The Rutgers survey—conducted by the school's Center on Violence Against Women and Children at the request of the White House Task Force to Protect Students from Sexual Assault and the Department of Justice—was carried out last academic year at the state school's New Brunswick campus, attended by about 42,000 students. Around 10,800 students completed the online survey; the majority were undergraduates (80 percent) and women (64 percent).
Rutgers used definitions of sexual violence and sexual assault based on material from the White House task force. "'Sexual assault' and 'sexual violence' refer to a range of behaviors that are unwanted by the recipient," notes a school summary of survey findings, "and include remarks about physical appearance, persistent sexual advances that are undesired by the recipient, threats of force to get someone to engage in sexual behavior, as well as unwanted touching and unwanted oral, anal, or vaginal penetration or attempted penetration."
Survey respondents were presented with that definition, then asked whether they had experienced sexual violence prior to starting school at Rutgers. Nineteen percent of all respondents and 24 percent of undergraduate women said they had.
Students were then asked six questions about different types of "unwanted sexual contact." Overall, 13 percent of students, including 20 percent of undergraduate women, experienced some sort of unwanted sexual contact since starting school at Rutgers. Students were not asked to limit responses to incidents that occurred on or near campus or with another student.
Follow-up questions with respondents who had experienced unwanted sexual contact found the perpetrator was a student in 35 percent of the cases, a non-student in 18 percent, and of unknown academic status in eight percent; 39 percent did not answer the question. Forty-three percent described the perpetrator as a non-stranger and 18 percent as a stranger. In non-stranger cases, 40 percent categorized the perpetrator as a "casual acquaintance or hookup," 34 percent as a friend, 5 percent as a current romantic partner, and 13 percent as an ex-romantic partner. Forty-one percent said they had told someone about the most-serious incident, while 22 percent did not and 37 percent didn't answer.
Only five percent of all student said they had been victims of unwanted sexual contact obtained "using physical force." For undergraduate women, this was at eight percent. Three percent of all students, including five percent of undergraduate women, said someone had used coercion or threats of physical force to perpetrate unwanted sexual contact. Four percent of all students, including six percent of undergraduate women, said they had been victims of unwanted sexual contact when they were "unable to provide consent or stop what was happening because (they) were passed out, drugged, drunk, incapacitated, or asleep." Throughout these questions, the type of unwanted sexual contact was not specified.

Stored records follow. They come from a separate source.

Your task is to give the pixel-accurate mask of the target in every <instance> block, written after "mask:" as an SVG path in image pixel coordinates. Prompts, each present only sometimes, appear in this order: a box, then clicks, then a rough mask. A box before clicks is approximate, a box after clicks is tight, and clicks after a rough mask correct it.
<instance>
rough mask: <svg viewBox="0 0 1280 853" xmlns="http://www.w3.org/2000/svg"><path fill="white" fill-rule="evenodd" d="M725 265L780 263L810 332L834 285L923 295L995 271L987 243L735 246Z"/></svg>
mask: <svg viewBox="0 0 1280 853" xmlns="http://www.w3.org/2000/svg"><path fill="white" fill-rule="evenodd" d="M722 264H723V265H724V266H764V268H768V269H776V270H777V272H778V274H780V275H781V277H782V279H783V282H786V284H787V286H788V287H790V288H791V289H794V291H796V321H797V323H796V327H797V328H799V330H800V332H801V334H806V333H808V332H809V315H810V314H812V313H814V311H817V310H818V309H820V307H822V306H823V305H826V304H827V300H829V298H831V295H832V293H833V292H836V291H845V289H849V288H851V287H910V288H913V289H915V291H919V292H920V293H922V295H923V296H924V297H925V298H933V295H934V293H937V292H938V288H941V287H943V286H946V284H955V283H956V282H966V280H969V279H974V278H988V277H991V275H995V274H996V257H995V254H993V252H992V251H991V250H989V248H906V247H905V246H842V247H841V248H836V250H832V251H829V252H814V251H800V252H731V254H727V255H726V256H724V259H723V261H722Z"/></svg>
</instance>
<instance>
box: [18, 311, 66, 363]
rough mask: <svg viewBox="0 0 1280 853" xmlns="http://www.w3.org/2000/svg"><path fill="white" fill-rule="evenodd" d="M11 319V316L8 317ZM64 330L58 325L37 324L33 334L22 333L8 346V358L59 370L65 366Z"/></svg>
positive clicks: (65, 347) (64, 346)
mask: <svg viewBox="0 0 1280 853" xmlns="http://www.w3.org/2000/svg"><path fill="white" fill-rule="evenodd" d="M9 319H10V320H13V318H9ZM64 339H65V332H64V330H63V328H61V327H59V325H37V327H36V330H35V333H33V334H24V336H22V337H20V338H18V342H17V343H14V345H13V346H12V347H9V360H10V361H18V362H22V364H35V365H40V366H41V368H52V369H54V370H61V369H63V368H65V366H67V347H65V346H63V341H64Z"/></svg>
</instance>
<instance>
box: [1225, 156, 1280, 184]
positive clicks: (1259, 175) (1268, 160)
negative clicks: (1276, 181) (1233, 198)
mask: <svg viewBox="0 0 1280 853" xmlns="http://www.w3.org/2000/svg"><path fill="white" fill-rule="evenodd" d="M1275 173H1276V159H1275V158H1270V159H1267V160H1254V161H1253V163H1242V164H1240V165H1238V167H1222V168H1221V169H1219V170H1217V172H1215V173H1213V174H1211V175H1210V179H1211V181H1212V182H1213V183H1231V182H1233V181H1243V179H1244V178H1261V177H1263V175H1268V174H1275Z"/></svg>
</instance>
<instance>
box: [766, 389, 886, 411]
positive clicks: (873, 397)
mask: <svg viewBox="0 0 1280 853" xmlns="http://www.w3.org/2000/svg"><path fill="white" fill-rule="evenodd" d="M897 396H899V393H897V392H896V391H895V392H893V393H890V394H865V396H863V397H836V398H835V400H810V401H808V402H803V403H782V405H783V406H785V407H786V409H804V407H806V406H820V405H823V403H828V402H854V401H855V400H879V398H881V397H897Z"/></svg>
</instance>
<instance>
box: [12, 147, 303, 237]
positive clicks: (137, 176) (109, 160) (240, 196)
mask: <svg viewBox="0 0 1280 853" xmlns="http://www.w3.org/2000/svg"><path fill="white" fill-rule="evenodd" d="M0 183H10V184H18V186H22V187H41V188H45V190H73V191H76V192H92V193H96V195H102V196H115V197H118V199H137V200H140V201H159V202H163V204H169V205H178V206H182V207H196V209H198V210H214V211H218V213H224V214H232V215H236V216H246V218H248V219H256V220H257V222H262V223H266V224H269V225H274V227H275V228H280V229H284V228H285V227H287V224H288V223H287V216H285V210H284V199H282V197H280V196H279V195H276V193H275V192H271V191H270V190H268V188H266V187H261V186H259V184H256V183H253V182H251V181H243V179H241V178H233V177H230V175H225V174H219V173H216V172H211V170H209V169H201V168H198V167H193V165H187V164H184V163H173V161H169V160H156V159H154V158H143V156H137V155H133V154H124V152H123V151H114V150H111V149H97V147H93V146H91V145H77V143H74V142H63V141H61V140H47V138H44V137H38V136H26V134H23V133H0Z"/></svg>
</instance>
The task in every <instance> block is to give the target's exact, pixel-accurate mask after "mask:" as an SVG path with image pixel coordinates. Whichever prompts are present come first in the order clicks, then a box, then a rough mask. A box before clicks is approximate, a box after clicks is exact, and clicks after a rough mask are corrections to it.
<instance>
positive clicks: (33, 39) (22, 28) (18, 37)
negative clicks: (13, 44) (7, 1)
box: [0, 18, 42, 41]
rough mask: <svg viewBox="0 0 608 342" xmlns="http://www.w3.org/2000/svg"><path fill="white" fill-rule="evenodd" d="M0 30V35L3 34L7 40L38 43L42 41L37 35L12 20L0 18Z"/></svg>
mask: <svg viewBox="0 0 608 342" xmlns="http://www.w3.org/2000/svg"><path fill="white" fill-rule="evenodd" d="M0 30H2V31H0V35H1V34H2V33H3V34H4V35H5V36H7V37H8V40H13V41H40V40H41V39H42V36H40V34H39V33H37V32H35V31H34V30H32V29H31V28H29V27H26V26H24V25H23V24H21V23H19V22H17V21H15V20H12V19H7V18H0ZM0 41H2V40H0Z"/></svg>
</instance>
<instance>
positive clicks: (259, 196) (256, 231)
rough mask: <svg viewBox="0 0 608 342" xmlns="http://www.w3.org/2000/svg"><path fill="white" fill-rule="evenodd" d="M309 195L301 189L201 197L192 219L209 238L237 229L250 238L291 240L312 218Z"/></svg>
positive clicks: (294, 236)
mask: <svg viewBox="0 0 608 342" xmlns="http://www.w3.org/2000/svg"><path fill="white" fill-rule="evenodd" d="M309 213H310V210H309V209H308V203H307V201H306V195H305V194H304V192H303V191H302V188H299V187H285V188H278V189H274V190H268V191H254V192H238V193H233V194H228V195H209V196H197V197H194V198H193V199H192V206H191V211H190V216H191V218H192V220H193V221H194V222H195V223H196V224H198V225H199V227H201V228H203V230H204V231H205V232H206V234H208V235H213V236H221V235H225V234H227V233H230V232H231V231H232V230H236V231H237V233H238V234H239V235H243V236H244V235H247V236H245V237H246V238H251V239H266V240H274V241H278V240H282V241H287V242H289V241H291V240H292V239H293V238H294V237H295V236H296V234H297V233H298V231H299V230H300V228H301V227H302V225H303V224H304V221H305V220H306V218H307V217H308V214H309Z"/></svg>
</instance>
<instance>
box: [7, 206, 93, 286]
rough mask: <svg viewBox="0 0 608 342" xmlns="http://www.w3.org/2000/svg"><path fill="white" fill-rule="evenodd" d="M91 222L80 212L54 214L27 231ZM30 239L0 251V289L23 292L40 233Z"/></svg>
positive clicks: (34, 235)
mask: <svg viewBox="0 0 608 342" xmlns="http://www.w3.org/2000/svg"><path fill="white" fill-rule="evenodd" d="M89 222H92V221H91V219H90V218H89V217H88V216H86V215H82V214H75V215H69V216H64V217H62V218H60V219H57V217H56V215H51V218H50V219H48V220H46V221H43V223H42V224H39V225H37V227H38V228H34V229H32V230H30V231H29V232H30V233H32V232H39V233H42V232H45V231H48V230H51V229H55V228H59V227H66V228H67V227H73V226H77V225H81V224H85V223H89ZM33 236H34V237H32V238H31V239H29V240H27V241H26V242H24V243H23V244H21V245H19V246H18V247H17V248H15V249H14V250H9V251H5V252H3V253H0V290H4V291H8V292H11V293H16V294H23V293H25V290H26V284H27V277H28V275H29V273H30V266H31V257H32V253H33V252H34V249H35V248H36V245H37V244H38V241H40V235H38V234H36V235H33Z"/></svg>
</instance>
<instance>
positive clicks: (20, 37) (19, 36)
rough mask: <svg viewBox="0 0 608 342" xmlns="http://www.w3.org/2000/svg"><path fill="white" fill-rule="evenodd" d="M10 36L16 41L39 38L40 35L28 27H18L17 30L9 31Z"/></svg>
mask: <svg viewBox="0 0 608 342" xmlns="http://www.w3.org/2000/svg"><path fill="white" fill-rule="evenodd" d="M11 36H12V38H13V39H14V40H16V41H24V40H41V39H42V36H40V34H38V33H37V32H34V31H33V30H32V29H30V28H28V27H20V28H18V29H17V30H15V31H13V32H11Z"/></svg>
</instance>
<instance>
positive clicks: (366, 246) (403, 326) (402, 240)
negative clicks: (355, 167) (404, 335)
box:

So what have we really learned here? That one in four female undergrads experienced something between rape and catcalls before coming to Rutgers; one in five female Rutgers undergrads experienced something between forced vaginal penetration and unwanted kissing at the hands of another student-or-not-student, somewhere in the universe, since starting college; three percent of students were perhaps physically threatened, perhaps mildly pressured into sexual activity; and four percent of students have been subject to something between forced oral, vaginal, or anal penetration and an unwanted caress while they were either asleep, totally passed out, or had had a few beers.
"Based on this experience, researchers from VAWC prepared a final report with recommendations to the White House Task force," the school states. In conjunction with releasing the survey, Rutgers announced the launch of a new campaign, "The Revolution Starts Here: End Sexual Violence Now."
Fundamental vagueness isn't the only fatal flaw of surveys like the one Rutgers conducted. As NPR points out, their opt-in nature—less than 30 percent of Rutgers-New Brunswick students took the survey—may skew participants towards those with personal experience with sexual assault.